Report 4

Jump to bottom

George Iniatis edited this page Oct 28, 2021 · 8 revisions

Worked on the dataset
- Discovered a minor bug, involving the get_pubchem_cid_and_smiles_using_name function, that could introduce some errors in the dataset
- Only affected the entries associated with the Gao et al. datasets
- Some drug names can have multiple SMILES associated with them and the bug caused the function to only retrieve the first SMILES available
- To remove uncertainty from my dataset, drugs with multiple SMILES were decided to be removed
- Instead of just fixing the mistake and removing the affected entries I decided to repopulate the whole dataset which was easy given my functions, but it took a couple of hours
- Retrieved indicators from SIDER database
- Produced one hot encodings for both side effects and indicators
Performed Automated Google Searches
- Performing specific drug-targeted google searches was proven to be ineffective.
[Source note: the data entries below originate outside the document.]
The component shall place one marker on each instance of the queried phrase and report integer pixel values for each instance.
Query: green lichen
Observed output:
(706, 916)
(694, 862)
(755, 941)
Would get irrelevant results
- Performing different general queries to gather as much data as possible was proven to be ineffective as well. Too noisy
- Decided to perform site-targeted queries to gather as much reliable data as possible without the need of manual verification
- For each query roughly 100 URLs were retrieved and regular expressions were used to retrieved matches
- Google seemed to discovered a bot was being used after roughly 100 URLs were retrieved
Question/Topics to discuss
- Next steps. ML tutorials and material?